Входя в кабинет, мы слышали обрывки разговора. Обычно заведующий прибегал к нашей помощи, когда хотел ускорить уход посетителя или оборвать его. Он звонил и немедленно погружался в принесенные нами бумаги, заводя с нами попутные беседы и стуча карандашиком по столу. Когда же посетителя не было, что случалось редко, нам задавались и разные шутливые вопросы, на которые каждая отвечала по-своему. Товарищ Безменов никогда не делал ни того, ни другого. Обычно он не сидел, а стоял возле своего стола, упершись коленкой в стул. Его манера выспрашивать человека была неожиданная и молниеносная. Он не терял даром ни одного мгновенья. Но у него изредка были полосы страшной апатии, когда в его работу можно было вмешаться. Он охотно вас тогда выслушивал, совещался с вами в мелочах, был нерешителен. Эти минуты мозговой усталости были моими любимыми; я привыкла не бояться его в такие минуты и говорить ему все, что накоплялось у меня на душе.
Так, я однажды сказала ему, когда он медлил подписать бумажку о праве телеграфной команды на занятие помещенья, принадлежавшего технической школе:
— Товарищ Безменов, вы — человек с умом, сердцем и волей, и разве вам не страшно день и ночь кипеть в этих ничтожных делах? Вы все равно что трамвайный кондуктор. Разве допустимо тратить жизнь на беспрерывное обрывание билетиков?
— Вы у меня контрреволюцию не разводите, — устало ответил он, — вернемся к порядку дня. Допустить ли занятие школы? Вы что об этом знаете?
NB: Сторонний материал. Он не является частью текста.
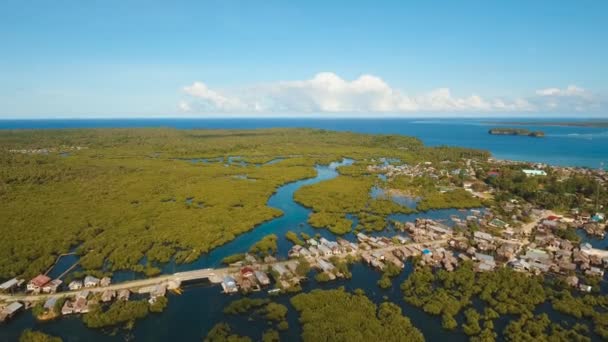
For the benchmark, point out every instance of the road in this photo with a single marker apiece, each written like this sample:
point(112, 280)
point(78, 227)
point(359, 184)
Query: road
point(187, 276)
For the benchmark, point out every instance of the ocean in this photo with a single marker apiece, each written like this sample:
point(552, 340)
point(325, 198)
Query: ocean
point(562, 145)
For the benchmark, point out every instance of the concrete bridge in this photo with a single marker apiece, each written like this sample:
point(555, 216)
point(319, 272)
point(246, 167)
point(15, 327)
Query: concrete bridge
point(175, 280)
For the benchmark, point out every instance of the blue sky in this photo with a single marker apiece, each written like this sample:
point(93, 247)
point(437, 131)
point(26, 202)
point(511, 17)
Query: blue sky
point(303, 58)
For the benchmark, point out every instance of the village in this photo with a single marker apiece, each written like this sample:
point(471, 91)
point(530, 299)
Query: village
point(512, 234)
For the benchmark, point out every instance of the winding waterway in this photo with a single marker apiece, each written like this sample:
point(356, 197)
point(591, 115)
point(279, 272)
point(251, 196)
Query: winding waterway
point(189, 316)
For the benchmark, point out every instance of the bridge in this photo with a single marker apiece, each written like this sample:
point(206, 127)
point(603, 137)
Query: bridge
point(174, 280)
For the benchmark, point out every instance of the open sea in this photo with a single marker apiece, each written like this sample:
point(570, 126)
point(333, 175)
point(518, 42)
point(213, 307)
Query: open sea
point(189, 316)
point(563, 145)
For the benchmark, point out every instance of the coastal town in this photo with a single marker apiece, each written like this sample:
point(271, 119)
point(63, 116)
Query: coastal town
point(491, 244)
point(491, 225)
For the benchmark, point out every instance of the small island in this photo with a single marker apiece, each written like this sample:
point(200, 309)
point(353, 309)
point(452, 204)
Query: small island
point(516, 131)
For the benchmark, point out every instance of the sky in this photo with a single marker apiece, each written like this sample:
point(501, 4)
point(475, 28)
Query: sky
point(107, 59)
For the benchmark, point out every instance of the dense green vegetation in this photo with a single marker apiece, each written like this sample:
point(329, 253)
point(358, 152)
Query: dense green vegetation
point(447, 293)
point(29, 335)
point(336, 315)
point(119, 312)
point(221, 332)
point(130, 194)
point(504, 292)
point(271, 335)
point(588, 307)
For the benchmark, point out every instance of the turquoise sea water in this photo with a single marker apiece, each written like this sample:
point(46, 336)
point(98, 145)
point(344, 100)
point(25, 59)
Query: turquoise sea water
point(572, 146)
point(190, 316)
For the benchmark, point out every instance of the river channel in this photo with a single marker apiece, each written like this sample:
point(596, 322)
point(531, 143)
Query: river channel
point(189, 316)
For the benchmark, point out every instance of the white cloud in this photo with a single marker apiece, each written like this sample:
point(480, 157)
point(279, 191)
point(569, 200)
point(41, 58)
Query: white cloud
point(571, 98)
point(184, 106)
point(571, 90)
point(326, 92)
point(211, 98)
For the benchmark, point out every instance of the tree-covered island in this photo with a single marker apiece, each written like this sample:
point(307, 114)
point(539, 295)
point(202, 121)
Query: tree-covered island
point(136, 200)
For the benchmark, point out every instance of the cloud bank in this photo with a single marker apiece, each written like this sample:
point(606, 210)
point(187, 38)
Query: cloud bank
point(326, 92)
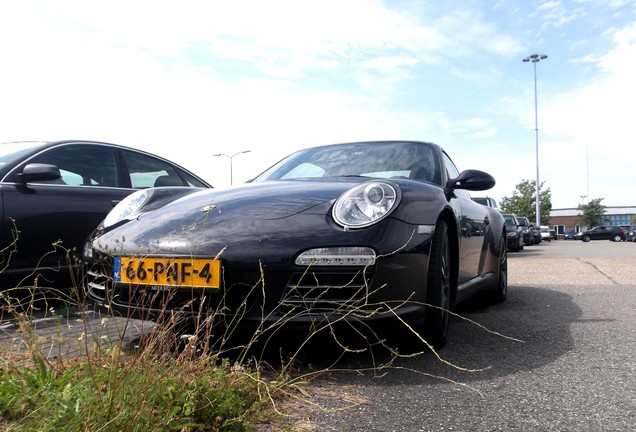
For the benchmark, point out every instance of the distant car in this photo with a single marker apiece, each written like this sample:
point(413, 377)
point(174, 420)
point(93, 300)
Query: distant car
point(536, 233)
point(54, 194)
point(545, 233)
point(514, 233)
point(604, 232)
point(528, 235)
point(367, 233)
point(569, 235)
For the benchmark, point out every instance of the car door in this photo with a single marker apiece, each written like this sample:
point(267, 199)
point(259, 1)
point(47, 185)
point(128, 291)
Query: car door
point(51, 219)
point(600, 233)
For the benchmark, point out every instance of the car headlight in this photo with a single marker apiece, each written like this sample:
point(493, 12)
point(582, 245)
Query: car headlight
point(127, 208)
point(365, 204)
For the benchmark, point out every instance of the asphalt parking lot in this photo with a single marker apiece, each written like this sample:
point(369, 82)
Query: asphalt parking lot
point(562, 357)
point(571, 306)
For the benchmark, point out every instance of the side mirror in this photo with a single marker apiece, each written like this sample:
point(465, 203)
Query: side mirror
point(39, 172)
point(473, 180)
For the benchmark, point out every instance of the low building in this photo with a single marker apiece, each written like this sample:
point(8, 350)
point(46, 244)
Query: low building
point(562, 220)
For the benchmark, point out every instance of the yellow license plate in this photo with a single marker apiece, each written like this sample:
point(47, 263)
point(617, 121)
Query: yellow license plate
point(174, 272)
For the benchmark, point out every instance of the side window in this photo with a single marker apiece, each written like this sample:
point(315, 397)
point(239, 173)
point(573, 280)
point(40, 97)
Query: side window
point(451, 169)
point(82, 164)
point(146, 171)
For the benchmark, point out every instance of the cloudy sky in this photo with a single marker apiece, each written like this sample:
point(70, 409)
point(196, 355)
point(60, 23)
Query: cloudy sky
point(191, 79)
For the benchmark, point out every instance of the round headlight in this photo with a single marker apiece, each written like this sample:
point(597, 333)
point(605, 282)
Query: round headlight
point(127, 208)
point(365, 204)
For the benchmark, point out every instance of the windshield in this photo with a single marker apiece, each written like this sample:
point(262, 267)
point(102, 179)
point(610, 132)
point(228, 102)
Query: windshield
point(373, 159)
point(13, 150)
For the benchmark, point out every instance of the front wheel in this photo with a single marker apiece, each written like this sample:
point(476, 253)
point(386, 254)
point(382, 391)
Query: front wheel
point(438, 289)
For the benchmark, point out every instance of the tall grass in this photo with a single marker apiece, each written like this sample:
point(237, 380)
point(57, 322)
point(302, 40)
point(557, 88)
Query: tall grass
point(186, 371)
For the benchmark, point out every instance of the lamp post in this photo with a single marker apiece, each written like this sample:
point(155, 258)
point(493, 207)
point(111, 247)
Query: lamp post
point(534, 59)
point(231, 158)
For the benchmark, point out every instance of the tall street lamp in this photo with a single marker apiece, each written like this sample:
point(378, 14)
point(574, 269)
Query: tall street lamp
point(231, 158)
point(534, 59)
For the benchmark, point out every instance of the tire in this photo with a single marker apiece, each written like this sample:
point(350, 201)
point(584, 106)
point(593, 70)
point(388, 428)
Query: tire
point(501, 290)
point(438, 289)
— Школа сейчас получает подотчетные. Отдел снабжения выписывает ей по ордерам все, что нужно, учители имеют паек и жалованье, ученья, конечно, никакого нет и не будет еще года два. Телеграфная команда пришла с войском, квартирует на площади.
Он подумал несколько минут и подписал бумажку.
— Нас зовут варварами. Но наш крупный грех как раз в обратном: мы стараемся казаться слишком культурными, лицемерим. Поддерживаем то, что сию минуту бесполезно, насаждаем множество фантомов.
Я не сдавалась и вернулась к прежней теме:
— Лучшие люди сидят сейчас, как вы, за канцелярскими столами и утопают в бумажках. Оттого вы и устаете, что это не ваше дело. Если бы вы были на своем месте, у вас никогда не было бы такого опустошенья.
— Вы ничего не понимаете. Этот кабинет — рулевая будка. Мы правим курс. А если б мы сели за научные диссертации или игру на виолончели, Россия пошла бы ко дну.
Такие разговоры хоть отчасти наполняли мне жизнь. Я тяготилась обилием фактов, отсутствием обобщения, полным уничтожением перспективы. Раньше, хоть и со стороны, я наблюдала общую схему революции. Такие чуждые ей люди, как камергер, учили меня широкому сознанью эпохи, взгляду на будущее. Субботник наконец приобщил меня к стихийному творчеству массы. А сейчас я попала в будничный коридор, в отдаленный тыл революции и уже ничего не различала, кроме бумажек. Все казалось мелким, плоским, суточным, бесконечно субъективным и произвольным. Вокруг было как после неумелого подметанья комнаты, — всюду опять оседала пыль.